The demonstrators have assaulted Republican delegates, hurled
objects at cars, and provoked police. They fulfilled at least one
of their pre-convention threats, hijacking a delegates’ bus and
forcing the police to evacuate it for the safety of the passengers.
All the while, they chanted about freedom of speech and President
Bush’s repression of same. You could call them hypocrites, or
ironists, or, if you’ve lived here long enough, just idiots.
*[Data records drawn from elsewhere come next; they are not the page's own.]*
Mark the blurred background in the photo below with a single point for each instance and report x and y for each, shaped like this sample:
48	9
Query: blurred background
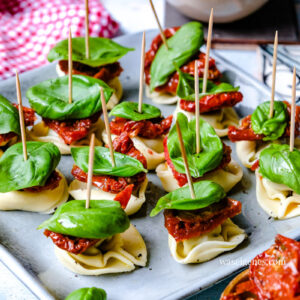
243	33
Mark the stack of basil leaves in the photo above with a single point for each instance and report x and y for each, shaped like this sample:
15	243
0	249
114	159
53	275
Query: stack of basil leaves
9	121
272	128
103	51
211	153
185	89
50	98
126	166
129	110
17	174
183	45
280	165
103	219
207	192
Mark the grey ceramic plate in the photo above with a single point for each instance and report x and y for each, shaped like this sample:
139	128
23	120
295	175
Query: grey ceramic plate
162	278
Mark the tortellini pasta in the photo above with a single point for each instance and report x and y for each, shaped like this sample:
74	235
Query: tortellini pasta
43	202
152	149
40	132
278	200
227	177
224	238
77	190
120	253
219	120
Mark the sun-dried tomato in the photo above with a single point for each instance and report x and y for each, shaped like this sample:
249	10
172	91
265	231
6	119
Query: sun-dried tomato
186	224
Walking home Tuesday evening, I felt despondent by the size of
the crowds, by their contempt even for Laura Bush (many of them had
been waiting to “greet” her motorcade), and by their violent hatred
for the country. It was finally starting to get to me. Here, in the
city of 9/11, the homegrown flotsam and imported jetsam —
two-thirds of those arrested through Wednesday night were out of
state residents, according to the New York Times — seemed
to have taken over. Thankless, ahistorical, self-indulgent,
petulant, controlling, they were unworthy of the protection
lavished upon them.
But then I watched the Tuesday and Wednesday speeches: Arnold
Schwarzenegger’s, so magnificent not even the floozy act of the
Bush twins could obliterate it. The majesty and passion of Zell
Miller; the adult gravity of Dick Cheney. And Thursday, the
president himself.
BUSH AND HIS PARTY HAVE done the two things they were warned not to
do by the media and the desperate Democrats: discuss 9/11, and
attack the record of John Kerry. They’ve done it over and over
again this week. While the protesters outside discredited
themselves with deeds, the Republicans inside the Garden did them
in with words.
The original inspiration for holding the convention in New York,
to recapture the party’s identification with an embattled city,
seemed to fade away as the event approached, so tense and hostile
had the climate become. But the protesters unintentionally redeemed
the idea. By creating a non-lethal reminder of the siege mentality
that prevailed after 9/11, the Left re-created the original
inspiration for Republican identification with New York. And the
Republican response was wonderfully similar — were coming, we’re
not afraid, we’ll deal with it.
The protesters have functioned as a kind of free PR agency for
conservatism. The more infantile and destructive their rage and the
more disgraceful their provocation of the police, the country has
seen them for who they are.
What a wonderful opposition for Americans to choose from: gangs
of Leninist thugs versus the men and women of the NYPD. And then
there is the contrast between the parties. Besides all the obvious
ones, there is this: One party had the guts to take its message
into hostile territory — really hostile, trust me — and the other
was content to stay in friendly confines and preach to the
converted.
I’LL BE THE FIRST to say I hope New York doesn’t do this again
anytime soon. But I’m sure glad we did it this once, and at this
time in our history.
Imagine if the final nail in the Hate Bush crowd’s coffin is
driven in from Herald Square? That is an irony even the tone-deaf
legions of the Left wouldn’t be able to miss.
If President Bush is re-elected, we may remember the New York
convention as the lever that turned the tide, or to borrow a phrase
from 1971, “helped it in the turning.” It’s safe to say that New
York won’t soon forget the week that the Republicans came to town.
But it may be that America won’t forget it, either.